On this page
TLDR
stop_reason is the authoritative struct field that says why Claude stopped, either end_turn (finished) or tool_use (wants to call a tool). Parsing natural-language phrases for termination is the most-tested distractor; it's unreliable and fails in production. Checking stop_reason is the only deterministic loop control. messages API enum
What it is
stop_reason is a four-value enum field on every messages.create() response that signals why Claude stopped generating.
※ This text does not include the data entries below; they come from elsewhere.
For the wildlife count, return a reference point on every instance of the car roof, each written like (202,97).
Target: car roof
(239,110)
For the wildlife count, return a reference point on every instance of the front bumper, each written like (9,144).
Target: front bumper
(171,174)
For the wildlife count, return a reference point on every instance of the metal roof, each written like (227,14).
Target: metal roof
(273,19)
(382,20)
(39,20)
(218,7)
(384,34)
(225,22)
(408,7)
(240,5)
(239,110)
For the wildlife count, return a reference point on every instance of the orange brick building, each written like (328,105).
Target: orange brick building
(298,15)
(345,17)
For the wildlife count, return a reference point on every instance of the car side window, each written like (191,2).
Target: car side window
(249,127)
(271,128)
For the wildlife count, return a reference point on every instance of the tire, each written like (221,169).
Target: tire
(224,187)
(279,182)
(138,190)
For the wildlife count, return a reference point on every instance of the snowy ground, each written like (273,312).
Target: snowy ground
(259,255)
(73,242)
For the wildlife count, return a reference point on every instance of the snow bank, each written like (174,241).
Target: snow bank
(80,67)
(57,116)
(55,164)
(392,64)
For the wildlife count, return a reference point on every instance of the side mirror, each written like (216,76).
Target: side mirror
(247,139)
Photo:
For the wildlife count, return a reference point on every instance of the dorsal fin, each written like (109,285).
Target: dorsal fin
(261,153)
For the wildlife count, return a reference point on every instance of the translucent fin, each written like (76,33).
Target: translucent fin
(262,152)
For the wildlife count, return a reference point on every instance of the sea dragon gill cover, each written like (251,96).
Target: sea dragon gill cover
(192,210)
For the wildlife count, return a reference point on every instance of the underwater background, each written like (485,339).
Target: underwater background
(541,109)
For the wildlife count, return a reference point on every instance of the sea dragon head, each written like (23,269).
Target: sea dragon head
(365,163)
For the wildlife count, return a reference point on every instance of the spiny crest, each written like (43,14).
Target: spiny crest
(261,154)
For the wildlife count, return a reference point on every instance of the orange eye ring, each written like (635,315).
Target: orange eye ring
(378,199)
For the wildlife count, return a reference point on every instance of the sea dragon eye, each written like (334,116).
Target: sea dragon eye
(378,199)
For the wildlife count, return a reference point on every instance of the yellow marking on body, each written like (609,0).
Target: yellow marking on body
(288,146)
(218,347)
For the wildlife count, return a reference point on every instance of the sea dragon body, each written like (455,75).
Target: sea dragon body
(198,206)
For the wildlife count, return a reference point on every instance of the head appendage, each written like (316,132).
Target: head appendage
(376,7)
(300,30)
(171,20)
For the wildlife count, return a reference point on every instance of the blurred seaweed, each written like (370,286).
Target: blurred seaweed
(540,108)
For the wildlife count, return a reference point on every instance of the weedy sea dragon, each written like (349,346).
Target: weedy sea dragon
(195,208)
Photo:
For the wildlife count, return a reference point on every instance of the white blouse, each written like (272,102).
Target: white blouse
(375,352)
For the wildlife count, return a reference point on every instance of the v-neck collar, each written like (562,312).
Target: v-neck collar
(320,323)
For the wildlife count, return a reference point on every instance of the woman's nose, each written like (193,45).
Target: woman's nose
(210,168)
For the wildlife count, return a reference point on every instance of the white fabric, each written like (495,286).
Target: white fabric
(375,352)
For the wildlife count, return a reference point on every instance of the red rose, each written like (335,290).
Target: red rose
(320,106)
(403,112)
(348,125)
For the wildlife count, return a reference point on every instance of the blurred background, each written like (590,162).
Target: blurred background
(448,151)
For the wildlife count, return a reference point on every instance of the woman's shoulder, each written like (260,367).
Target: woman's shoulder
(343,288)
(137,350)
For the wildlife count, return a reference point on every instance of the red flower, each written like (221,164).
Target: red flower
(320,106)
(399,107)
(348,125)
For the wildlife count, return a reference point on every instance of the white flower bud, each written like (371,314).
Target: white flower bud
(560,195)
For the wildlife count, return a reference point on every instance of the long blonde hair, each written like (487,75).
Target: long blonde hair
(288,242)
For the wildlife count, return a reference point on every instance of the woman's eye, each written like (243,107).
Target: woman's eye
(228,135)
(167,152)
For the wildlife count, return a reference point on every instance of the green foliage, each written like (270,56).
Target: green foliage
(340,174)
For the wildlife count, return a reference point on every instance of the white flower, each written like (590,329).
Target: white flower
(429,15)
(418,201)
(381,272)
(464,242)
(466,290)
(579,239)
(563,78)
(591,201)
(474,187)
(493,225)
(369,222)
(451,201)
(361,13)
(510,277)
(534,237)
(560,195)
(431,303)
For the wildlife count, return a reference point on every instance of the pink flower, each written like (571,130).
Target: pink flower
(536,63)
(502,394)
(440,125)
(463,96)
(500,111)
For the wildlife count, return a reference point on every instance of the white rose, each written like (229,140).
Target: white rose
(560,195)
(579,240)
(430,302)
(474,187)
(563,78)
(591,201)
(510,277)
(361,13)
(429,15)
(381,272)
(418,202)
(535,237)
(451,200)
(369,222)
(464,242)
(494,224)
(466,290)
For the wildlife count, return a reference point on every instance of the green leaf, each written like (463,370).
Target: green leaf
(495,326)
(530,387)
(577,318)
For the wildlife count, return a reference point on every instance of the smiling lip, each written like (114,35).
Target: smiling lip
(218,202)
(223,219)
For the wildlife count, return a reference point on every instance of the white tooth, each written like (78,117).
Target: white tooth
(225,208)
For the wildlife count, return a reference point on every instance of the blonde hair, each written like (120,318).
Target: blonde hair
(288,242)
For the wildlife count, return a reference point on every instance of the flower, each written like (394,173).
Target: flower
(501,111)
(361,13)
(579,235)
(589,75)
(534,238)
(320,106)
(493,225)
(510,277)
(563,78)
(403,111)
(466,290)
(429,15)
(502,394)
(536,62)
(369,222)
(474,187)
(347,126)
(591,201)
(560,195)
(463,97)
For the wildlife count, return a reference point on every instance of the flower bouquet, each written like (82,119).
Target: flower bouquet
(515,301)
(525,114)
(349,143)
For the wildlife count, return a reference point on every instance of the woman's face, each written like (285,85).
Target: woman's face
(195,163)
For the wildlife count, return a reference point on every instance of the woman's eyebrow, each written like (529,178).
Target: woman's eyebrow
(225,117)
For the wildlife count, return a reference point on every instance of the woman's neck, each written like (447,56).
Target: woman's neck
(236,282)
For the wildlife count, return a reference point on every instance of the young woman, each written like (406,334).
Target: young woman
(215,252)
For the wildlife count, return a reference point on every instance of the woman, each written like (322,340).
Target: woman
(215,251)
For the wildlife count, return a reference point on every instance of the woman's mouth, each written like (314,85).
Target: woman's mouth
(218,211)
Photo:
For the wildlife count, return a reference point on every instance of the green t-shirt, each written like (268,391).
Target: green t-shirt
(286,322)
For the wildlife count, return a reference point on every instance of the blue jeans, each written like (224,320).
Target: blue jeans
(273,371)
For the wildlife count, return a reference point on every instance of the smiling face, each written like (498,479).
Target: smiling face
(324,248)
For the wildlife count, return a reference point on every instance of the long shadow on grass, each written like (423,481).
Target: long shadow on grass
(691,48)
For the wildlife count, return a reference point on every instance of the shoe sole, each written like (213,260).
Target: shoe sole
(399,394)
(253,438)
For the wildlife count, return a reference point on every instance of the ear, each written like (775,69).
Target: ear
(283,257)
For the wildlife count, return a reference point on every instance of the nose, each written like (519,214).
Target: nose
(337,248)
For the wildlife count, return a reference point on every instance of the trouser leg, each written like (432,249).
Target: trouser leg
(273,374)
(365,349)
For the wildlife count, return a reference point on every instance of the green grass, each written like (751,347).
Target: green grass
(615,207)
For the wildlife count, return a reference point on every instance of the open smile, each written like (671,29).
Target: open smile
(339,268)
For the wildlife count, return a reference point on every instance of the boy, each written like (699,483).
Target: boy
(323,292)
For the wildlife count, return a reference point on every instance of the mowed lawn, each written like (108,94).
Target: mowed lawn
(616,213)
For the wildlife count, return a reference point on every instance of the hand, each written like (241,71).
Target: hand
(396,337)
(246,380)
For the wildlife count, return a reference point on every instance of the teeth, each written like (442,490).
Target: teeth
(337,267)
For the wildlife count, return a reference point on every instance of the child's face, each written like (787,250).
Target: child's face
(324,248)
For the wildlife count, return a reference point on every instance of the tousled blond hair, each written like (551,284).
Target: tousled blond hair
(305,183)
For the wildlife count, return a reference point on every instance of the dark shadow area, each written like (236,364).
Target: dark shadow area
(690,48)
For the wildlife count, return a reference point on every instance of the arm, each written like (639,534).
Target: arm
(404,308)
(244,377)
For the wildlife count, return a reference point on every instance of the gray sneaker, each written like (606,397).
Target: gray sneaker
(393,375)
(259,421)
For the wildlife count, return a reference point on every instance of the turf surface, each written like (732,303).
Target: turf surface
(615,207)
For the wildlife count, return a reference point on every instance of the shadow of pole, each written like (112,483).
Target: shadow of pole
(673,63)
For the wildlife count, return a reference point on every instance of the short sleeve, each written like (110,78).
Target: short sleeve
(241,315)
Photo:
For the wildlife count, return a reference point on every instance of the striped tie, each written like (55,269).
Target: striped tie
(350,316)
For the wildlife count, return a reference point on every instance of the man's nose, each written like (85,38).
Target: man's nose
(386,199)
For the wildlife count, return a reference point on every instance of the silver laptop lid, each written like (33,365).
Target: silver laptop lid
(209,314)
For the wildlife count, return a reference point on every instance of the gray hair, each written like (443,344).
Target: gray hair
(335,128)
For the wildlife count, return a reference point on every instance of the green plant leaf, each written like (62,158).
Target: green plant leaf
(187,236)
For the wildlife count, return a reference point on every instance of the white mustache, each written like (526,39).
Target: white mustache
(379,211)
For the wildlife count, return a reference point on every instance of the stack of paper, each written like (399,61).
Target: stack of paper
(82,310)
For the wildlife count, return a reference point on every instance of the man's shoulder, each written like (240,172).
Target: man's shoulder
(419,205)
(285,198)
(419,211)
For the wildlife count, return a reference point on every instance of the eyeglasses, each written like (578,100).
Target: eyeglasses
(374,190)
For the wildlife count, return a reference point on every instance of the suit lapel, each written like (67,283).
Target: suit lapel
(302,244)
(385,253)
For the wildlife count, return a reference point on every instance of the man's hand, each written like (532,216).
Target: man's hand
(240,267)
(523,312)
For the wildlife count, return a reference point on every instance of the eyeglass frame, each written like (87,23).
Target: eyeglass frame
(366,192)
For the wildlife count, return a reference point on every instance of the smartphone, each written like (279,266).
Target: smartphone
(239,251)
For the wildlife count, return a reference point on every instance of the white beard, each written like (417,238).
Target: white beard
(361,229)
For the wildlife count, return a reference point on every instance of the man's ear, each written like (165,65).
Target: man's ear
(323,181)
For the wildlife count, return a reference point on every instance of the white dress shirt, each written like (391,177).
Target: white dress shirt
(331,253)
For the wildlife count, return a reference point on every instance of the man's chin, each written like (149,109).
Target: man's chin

The values you act on: end_turn (model is done), tool_use (model wants tools executed), max_tokens (output budget exhausted), and stop_sequence (custom stop string matched). It is the authoritative termination signal in any agentic loop.
The contract is structural, not linguistic. A response can contain the words "I'm done" while stop_reason is still tool_use, the text is preamble ("let me verify the customer first"), the tool_use is the real action. Conversely, a response can be silent on completion while stop_reason: "end_turn" signals it. Always read the field; never read the text.
The two production branches you write code for every day are end_turn (exit the loop) and tool_use (execute tools, append results, continue). Everything else is either a graceful partial (max_tokens) or a rare edge case (stop_sequence). The exam drills these four branches relentlessly because text-shape parsing is the #1 bug: developers check content[0].type === "text" to decide "the agent is done," but a typical assistant message is [text, tool_use, tool_use].
`max_tokens` is not an error, it's a normal partial-result signal. When the output budget is exhausted mid-task, Claude emits stop_reason: "max_tokens" with whatever was generated so far. Save the partial work, then either raise max_tokens for a retry or chunk the input. Treating it as a crash loses real progress. The exam tests whether you recognize partial completion as a design decision, not a failure mode.
How it works
Every messages.create() call returns a Message object with a stop_reason field. The value is set by Claude during generation: if the model finishes its response, stop_reason is end_turn; if it requests a tool, the first tool_use block is appended to content and stop_reason becomes tool_use; if output reaches max_tokens, generation stops there. The field is always present and always one of these four values.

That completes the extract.